Monday, November 15, 2010

Reflections on Jeremiah 16

    Jeremiah 16 (Contemporary English Version)
  1. The LORD said to me:
  2. Jeremiah, don't get married and have children--Judah is no place to raise a family.
  3. I'll tell you what's going to happen to children and their parents here.
  4. They will die of horrible diseases and of war and starvation. No one will give them a funeral or bury them, and their bodies will be food for the birds and wild animals. And what's left will lie on the ground like manure.
  5. When someone dies, don't visit the family or show any sorrow. I will no longer love or bless or have any pity on the people of Judah.
  6. Rich and poor alike will die and be left unburied. No one will mourn and show their sorrow by cutting themselves or shaving their heads.
  7. No one will bring food and wine to help comfort those who are mourning the death of their father or mother.
  8. Don't even set foot in a house where there is eating and drinking and celebrating.
  9. Warn the people of Judah that I, the LORD All-Powerful, will put an end to all their parties and wedding celebrations.
  10. They will ask, "Why has the LORD our God threatened us with so many disasters? Have we done something wrong or sinned against him?"
  11. Then tell them I have said: People of Judah, your ancestors turned away from me; they rejected my laws and teachings and started worshiping other gods.
  12. And you have done even worse! You are stubborn, and instead of obeying me, you do whatever evil comes to your mind.
  13. So I will throw you into a land that you and your ancestors know nothing about, a place where you will have to worship other gods both day and night. And I won't feel the least bit sorry for you.
  14. A time will come when you will again worship me. But you will no longer call me the Living God who rescued Israel from Egypt.
  15. Instead, you will call me the Living God who rescued you from that country in the north and from the other countries where I had forced you to go. Someday I will bring you back to this land that I gave your ancestors.
  16. But for now, I am sending enemies who will catch you like fish and hunt you down like wild animals in the hills and the caves.
  17. I can see everything you are doing, even if you try to hide your sins from me.
  18. I will punish you double for your sins, because you have made my own land disgusting.

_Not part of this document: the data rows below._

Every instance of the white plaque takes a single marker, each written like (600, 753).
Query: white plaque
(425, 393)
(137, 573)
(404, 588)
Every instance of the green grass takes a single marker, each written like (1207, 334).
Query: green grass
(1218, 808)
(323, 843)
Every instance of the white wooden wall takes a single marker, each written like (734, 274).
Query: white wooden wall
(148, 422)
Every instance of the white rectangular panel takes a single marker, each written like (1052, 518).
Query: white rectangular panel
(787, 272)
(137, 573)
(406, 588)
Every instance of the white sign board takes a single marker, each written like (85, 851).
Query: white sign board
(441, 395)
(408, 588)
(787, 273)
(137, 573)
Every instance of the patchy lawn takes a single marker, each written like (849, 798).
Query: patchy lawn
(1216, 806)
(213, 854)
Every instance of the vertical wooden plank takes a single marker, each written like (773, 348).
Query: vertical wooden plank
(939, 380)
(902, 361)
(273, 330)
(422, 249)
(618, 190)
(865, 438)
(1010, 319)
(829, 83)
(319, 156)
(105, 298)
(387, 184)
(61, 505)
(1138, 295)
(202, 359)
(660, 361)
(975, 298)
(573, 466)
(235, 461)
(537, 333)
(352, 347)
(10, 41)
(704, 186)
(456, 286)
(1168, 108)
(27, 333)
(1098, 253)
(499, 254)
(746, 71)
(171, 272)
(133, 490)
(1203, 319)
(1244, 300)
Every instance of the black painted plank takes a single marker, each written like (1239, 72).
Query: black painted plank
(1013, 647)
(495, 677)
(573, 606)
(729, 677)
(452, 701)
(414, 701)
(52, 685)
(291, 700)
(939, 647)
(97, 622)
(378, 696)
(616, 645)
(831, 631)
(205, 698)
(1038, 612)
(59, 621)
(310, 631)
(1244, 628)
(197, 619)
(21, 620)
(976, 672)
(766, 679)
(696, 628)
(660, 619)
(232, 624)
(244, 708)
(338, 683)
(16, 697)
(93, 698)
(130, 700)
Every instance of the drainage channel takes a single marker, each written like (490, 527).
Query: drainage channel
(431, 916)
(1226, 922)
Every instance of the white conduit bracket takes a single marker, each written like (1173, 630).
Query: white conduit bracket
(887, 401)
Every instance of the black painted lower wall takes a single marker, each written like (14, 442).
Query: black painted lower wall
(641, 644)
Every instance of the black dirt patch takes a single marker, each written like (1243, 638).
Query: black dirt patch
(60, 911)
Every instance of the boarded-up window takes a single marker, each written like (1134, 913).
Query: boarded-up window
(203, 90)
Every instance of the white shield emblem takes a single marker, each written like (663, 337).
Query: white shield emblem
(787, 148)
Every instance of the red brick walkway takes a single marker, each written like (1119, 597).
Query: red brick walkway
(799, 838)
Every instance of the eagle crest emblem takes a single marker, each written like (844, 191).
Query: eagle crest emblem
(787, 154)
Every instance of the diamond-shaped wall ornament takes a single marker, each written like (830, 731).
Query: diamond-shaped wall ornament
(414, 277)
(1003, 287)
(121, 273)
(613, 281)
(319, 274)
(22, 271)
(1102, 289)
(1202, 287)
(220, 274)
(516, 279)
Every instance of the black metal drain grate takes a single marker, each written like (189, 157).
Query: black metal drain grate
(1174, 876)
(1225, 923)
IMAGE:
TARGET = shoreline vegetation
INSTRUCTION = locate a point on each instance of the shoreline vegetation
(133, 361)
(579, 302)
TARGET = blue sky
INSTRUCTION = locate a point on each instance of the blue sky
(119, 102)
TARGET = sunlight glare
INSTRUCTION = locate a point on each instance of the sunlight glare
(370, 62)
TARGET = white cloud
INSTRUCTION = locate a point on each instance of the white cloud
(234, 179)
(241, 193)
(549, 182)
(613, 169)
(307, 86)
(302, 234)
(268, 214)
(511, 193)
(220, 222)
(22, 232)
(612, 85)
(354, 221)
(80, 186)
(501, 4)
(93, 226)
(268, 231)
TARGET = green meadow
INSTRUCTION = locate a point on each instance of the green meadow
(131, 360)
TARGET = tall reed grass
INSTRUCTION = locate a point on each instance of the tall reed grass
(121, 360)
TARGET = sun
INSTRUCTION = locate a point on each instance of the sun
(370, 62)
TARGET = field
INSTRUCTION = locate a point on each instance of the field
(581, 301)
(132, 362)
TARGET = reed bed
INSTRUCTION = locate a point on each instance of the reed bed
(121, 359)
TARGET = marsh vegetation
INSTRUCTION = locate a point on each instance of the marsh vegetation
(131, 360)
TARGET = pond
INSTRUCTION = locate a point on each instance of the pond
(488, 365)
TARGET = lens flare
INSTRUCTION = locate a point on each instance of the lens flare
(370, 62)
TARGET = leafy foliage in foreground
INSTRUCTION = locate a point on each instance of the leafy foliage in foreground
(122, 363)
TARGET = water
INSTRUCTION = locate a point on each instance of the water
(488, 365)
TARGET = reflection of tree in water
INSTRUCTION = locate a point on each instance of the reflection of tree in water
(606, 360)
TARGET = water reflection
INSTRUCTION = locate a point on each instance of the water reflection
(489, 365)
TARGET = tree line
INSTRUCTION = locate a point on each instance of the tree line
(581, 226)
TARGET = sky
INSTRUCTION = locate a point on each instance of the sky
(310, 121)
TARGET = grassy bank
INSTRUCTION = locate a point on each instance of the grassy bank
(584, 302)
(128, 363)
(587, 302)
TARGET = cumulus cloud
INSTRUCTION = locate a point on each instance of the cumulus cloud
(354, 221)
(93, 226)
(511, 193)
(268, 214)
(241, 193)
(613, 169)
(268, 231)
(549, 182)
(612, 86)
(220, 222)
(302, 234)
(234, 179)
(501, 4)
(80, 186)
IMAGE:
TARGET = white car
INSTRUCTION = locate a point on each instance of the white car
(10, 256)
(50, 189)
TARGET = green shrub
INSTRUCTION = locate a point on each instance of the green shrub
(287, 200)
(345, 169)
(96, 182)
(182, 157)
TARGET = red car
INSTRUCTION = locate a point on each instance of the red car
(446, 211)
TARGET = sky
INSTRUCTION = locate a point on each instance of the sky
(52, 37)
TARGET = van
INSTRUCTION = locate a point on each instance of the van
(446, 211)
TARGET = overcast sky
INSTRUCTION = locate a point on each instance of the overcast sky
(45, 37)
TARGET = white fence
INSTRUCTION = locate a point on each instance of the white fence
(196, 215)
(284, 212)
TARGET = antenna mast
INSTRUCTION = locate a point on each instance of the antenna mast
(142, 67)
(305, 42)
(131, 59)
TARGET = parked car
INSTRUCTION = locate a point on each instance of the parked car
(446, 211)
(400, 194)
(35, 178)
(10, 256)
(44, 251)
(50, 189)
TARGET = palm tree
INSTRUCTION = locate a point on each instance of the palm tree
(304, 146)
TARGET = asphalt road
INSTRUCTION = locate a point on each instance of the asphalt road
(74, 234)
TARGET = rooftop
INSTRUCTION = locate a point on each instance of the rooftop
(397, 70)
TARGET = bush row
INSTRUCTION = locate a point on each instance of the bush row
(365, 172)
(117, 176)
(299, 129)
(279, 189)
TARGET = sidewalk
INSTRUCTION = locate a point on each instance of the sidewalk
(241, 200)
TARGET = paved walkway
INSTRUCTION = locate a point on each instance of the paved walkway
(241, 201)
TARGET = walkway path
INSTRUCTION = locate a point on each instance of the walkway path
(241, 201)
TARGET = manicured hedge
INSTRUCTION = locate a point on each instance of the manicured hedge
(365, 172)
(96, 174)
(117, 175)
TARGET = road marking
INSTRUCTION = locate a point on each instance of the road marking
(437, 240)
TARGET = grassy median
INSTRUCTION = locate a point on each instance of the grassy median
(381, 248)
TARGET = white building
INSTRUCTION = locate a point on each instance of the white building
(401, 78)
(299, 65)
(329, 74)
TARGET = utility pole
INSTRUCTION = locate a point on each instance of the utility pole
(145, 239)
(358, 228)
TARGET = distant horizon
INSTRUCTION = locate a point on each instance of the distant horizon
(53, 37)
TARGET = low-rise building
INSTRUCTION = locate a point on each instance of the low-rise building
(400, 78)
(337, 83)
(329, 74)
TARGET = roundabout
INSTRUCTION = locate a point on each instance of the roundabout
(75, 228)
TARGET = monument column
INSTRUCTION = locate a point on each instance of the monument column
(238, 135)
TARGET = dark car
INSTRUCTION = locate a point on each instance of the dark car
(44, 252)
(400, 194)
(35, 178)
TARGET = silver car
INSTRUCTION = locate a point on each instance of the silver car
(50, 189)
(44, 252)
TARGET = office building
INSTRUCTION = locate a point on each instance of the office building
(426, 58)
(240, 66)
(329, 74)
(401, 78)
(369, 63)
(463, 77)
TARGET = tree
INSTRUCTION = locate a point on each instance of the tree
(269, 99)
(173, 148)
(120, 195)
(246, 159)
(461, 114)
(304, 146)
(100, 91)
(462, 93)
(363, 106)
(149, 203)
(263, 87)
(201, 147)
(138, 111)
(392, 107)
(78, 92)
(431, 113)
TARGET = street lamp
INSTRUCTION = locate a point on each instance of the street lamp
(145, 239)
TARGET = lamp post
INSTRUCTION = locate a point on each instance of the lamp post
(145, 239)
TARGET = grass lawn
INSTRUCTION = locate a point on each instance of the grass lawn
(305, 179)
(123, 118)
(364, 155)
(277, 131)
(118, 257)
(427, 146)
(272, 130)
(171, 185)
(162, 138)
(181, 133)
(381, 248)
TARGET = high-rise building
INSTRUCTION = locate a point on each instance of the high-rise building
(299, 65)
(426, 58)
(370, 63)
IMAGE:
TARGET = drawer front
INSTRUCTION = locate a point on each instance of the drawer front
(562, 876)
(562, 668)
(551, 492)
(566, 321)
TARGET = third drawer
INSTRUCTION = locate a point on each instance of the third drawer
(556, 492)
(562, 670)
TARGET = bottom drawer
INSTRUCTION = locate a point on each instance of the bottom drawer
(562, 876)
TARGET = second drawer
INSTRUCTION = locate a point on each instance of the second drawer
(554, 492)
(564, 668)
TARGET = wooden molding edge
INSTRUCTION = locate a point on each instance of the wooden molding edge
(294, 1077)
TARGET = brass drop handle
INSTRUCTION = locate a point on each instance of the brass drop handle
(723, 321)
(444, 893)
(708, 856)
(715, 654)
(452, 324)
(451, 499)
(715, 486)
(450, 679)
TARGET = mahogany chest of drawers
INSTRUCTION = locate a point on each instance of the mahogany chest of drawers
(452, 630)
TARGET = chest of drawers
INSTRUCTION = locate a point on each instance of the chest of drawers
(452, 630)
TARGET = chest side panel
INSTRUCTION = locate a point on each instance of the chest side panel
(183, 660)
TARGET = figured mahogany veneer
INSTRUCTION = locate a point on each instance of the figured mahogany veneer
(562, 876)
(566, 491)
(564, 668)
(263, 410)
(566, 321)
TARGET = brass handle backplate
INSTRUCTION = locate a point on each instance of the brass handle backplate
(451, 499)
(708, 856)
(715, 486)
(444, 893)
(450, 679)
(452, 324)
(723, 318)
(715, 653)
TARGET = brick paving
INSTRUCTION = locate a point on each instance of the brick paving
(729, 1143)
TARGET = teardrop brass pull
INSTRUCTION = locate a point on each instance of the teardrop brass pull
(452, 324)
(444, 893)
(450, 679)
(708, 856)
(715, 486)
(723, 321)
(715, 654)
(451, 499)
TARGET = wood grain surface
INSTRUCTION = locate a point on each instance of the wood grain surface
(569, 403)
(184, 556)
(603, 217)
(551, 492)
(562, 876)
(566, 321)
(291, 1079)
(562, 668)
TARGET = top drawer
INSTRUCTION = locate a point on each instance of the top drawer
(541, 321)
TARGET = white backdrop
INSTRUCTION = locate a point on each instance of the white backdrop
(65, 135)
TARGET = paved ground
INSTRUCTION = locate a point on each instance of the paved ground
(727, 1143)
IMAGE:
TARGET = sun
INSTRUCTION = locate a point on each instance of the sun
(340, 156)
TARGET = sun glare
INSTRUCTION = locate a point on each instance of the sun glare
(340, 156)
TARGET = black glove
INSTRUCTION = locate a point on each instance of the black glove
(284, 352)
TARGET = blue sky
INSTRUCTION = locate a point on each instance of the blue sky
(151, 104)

You have filled it with lifeless idols that remind me of dead bodies.
  19. Our LORD, you are the one who gives me strength and protects me like a fortress when I am in trouble. People will come to you from distant nations and say, "Our ancestors worshiped false and useless gods,
  20. worthless idols made by human hands."
  21. Then the LORD replied, "That's why I will teach them about my power, and they will know that I am the true God."



People are not too prone to be very reflective about their lives - particularly concerning spiritual things. But when a person even gives thought to themselves spiritually, they are prone to compare themselves to other people. Our judge, however, is God, and the standard by which we are judged is His standard and not that of other people. Although we might consider ourselves a good person compared to other people, we are looking at the wrong standard.

When God brought disaster upon Judah, He anticipated that they would ask, "Why has the LORD declared all this great disaster against us? What is our guilt? What is our sin that we have committed against the LORD our God?" (16:10) By comparison to everyone else, their lifestyles were the norm, but that was not the standard by which God was judging them. He had established a clear standard with the Israelites when He formed them as a nation, and it was this standard, a standard they had long forgotten, by which God was judging them. Jeremiah was instructed to answer these questions by saying, "Because your fathers abandoned Me"--the LORD's declaration--"and followed other gods, served them, and worshiped them. Indeed, they abandoned Me and did not keep My law. You did more evil than your fathers. Look, each one of you was following the stubbornness of his evil heart, not obeying Me." (16:11-12)

To provide an object lesson for the people of Judah concerning their coming punishment, God placed some restrictions on Jeremiah. He was not to marry or raise a family. He was not to mourn with people in their loss of loved-ones. And he was not to enter a house where there was feasting and joy. Each of these prohibitions on Jeremiah would cause people to ask questions of him as to why he did not do them. His answers to these questions provided God's message to them. As for raising families, they would be lost to diseases, to the sword, and to famine. The prohibition against mourning with people was because God had withdrawn His faithful love and compassion from them and so death would become so prominent none of the dead would be mourned or mourners comforted. Jeremiah was not to enter houses where there was feasting and joy because God was "about to eliminate from this place, before your very eyes and in your time, the sound of joy and gladness, the voice of the bridegroom and the bride." (16:9)

In the midst of a message of judgment, though, God gave a message of hope and forgiveness. Even though Judah would be destroyed and the survivors thrown out of the land and taken into exile, the day would come when the Lord would return them to the land. This return would be so noteworthy in the life of Judah that it would become the new exodus in their memories and celebrations.